On Friday, a friend sent me an email asking me if I had ever heard of River Valley Cheese. I had not and it was odd. Odd because the friend who sent me the email lives in California and the River Valley Ranch is only about 25 miles from me in Washington. I noted on their website that the folks there were having an open house on Saturday. I didn't think we'd make it because I had to work and it was the co-signer's birthday weekend. Still, I broached the subject with her and we decided that we could do it.
The ranch is located in Fall City, Washington. The couple wanted to move out of Seattle to a more rural area. The wife sold her business. The husband still works in Seattle, but only commutes in when he has to do so. Originally, they got just 2 cows with the idea that they were going to feed them and then slaughter them. However, at some point the wife decided to try her hand at cheese making. She's enjoyed it so much that the cows are not going to be slaughtered.

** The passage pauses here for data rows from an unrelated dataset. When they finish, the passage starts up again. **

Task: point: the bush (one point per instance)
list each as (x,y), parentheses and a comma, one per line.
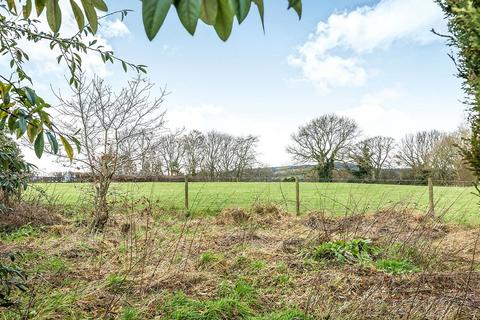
(342,251)
(14,171)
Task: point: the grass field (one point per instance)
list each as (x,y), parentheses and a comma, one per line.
(456,204)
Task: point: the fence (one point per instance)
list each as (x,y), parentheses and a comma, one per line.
(300,196)
(430,186)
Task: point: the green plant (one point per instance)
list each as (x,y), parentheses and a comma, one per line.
(130,313)
(24,232)
(180,307)
(342,251)
(289,314)
(14,170)
(241,290)
(208,257)
(464,36)
(116,282)
(11,279)
(396,267)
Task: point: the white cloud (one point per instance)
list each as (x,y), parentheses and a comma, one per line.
(114,29)
(331,56)
(385,113)
(274,134)
(43,60)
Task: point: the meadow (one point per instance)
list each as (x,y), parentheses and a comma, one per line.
(453,204)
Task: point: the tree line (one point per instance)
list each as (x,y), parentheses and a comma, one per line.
(330,140)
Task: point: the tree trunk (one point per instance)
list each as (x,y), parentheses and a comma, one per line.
(101,206)
(324,170)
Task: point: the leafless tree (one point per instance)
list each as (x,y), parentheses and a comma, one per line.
(323,141)
(227,154)
(416,152)
(212,153)
(194,145)
(111,126)
(372,155)
(170,148)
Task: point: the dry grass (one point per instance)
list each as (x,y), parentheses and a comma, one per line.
(135,268)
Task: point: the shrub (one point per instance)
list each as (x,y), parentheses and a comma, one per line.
(14,171)
(396,267)
(342,251)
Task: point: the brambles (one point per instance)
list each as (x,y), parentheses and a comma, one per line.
(11,279)
(14,171)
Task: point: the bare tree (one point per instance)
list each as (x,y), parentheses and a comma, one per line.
(245,154)
(194,147)
(416,152)
(170,148)
(111,126)
(227,154)
(212,153)
(372,155)
(323,141)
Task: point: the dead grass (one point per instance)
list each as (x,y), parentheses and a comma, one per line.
(143,258)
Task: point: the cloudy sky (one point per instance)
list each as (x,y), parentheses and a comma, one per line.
(375,61)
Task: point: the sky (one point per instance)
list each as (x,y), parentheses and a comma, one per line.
(375,61)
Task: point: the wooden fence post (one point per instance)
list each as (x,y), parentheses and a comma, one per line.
(186,192)
(431,203)
(297,196)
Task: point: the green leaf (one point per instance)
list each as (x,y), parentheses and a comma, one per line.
(242,8)
(30,95)
(261,11)
(78,14)
(189,13)
(68,148)
(154,13)
(91,14)
(53,142)
(100,5)
(22,126)
(31,132)
(77,143)
(39,6)
(208,11)
(223,25)
(54,15)
(297,6)
(39,145)
(27,9)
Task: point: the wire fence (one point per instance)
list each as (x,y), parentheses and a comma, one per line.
(454,202)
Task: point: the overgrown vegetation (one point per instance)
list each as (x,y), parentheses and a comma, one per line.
(464,36)
(14,172)
(152,263)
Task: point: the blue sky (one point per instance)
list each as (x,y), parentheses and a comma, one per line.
(375,61)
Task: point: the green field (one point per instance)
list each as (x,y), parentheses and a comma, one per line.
(457,204)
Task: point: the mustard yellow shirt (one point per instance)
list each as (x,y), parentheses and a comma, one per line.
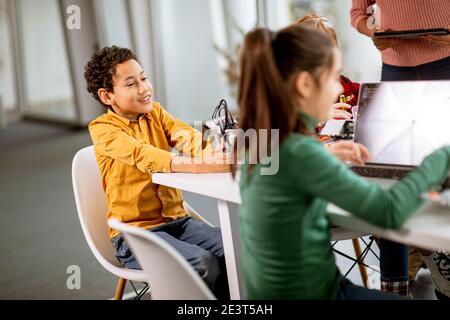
(128,152)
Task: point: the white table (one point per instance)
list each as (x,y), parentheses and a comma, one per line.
(429,228)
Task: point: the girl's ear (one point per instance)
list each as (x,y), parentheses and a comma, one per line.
(304,84)
(105,96)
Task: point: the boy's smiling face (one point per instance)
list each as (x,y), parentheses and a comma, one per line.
(132,93)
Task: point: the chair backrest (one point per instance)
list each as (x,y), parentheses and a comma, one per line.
(92,207)
(170,275)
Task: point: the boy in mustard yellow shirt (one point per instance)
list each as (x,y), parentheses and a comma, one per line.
(132,141)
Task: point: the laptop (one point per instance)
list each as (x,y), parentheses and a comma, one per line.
(401,123)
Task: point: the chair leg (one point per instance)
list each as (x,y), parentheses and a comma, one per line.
(362,268)
(120,288)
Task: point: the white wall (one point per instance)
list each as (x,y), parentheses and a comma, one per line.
(7,80)
(46,64)
(114,23)
(192,79)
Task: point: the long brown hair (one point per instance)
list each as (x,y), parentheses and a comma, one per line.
(269,63)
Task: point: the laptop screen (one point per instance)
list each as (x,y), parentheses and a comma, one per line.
(403,122)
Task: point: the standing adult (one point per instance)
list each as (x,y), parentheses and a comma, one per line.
(423,58)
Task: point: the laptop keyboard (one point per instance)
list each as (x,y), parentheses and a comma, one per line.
(388,173)
(384,173)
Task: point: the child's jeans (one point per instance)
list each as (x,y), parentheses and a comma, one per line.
(200,244)
(349,291)
(437,70)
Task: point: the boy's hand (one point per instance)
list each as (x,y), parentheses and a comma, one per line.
(215,163)
(347,151)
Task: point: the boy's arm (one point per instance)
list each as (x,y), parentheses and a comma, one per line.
(182,136)
(112,142)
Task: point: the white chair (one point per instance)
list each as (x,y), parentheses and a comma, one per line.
(92,211)
(171,276)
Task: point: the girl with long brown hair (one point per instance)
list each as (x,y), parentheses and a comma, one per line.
(289,80)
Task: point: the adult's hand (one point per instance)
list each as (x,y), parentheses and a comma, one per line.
(383,43)
(340,111)
(441,40)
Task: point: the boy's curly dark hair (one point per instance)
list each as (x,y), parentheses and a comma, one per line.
(99,71)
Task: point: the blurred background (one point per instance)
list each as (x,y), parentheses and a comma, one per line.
(188,49)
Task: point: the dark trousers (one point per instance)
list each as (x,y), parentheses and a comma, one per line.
(349,291)
(394,256)
(437,70)
(200,244)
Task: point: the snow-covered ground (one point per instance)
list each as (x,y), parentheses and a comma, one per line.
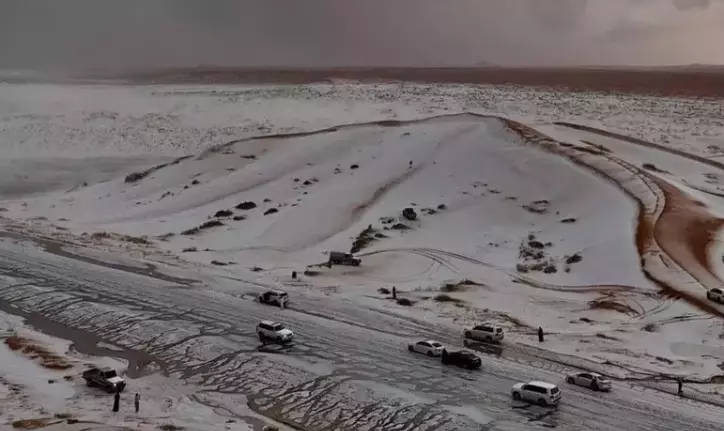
(31,392)
(506,230)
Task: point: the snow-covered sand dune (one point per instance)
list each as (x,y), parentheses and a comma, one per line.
(524,223)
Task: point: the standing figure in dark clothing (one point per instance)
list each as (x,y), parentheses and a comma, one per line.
(116,401)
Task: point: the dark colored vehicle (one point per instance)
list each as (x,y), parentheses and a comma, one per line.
(274,297)
(339,258)
(462,359)
(105,378)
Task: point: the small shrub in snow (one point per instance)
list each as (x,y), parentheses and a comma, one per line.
(573,259)
(536,244)
(538,207)
(651,327)
(210,224)
(409,213)
(136,176)
(364,239)
(446,298)
(248,205)
(136,239)
(550,269)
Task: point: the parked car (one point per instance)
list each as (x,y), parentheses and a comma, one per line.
(715,295)
(269,330)
(274,297)
(105,378)
(427,347)
(489,333)
(340,258)
(542,393)
(595,381)
(462,359)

It's funny hearing the couple tell the tales. It seems that the wife/cheesemaker is the real driving force behind what has become a small business. When speaking with the husband about their new sheep, he admitted to me that he had no idea where his wife was renting the services of a buck from. She just keeps adding animals - discussing it with him, of course, so they can plan space and pens and such. He happily goes along and contributes to getting the work done.

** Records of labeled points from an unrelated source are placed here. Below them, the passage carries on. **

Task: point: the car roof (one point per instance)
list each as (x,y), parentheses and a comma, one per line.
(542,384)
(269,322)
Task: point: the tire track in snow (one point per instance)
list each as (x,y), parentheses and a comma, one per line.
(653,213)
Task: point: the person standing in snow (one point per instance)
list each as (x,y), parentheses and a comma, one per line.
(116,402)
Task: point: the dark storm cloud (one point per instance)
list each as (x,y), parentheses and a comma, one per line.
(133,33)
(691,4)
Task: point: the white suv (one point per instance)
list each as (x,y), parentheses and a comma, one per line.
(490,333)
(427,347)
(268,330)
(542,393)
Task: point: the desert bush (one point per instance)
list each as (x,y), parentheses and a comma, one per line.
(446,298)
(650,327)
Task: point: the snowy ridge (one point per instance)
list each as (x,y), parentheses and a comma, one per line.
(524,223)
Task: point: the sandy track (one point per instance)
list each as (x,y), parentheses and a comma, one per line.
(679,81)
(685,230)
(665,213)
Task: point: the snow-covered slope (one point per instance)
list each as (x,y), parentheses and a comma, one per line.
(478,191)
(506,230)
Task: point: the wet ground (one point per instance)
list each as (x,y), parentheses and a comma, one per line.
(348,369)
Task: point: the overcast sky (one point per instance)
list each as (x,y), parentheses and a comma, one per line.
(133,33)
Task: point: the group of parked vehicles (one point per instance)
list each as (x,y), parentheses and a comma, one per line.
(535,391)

The cheese? Very good. Several different types of goat cheese are available (click the link above). The mozarella is also very good, but very pricey. They were sold out of that when we decided to make a purchase, but we got to taste it. I'd like to bring it home and play with it in the kitchen a bit. The milk cheddar was a tad of a disappointment. It is sharp in flavor, which I like, but lacks complexity. The goat cheddar was much better. All of the cheeses are raw milk as is the goat's milk that they sell. The owners have the milk tested twice weekly and they are working towards organic certification. It's all fairly pricey, too, so nothing I'm going to run down to buy all of the time, but once in a while it's a nice treat.
When pressed about selling at farmer's markets, the couple said they weren't interested in devoting the time to do so. They also didn't want to hire people to do it. Other markets or restaurants? Nope. They are happy with the size of their business at the moment. They get the prices that they ask and they have the capacity that they want. My impression was that the wife didn't want to ruin her hobby by making the business too large. She enjoys making artisan cheeses and this size is good for her now.
As you can see from the photos below, the open house also allowed visitors to the barn and the pens. The animals took all of the attention rather well. We had a great time meeting them and petting the newborns. This was a trip well worth doing. I expect to do it again fairly soon if for no other reason than to snag me some mozzarella.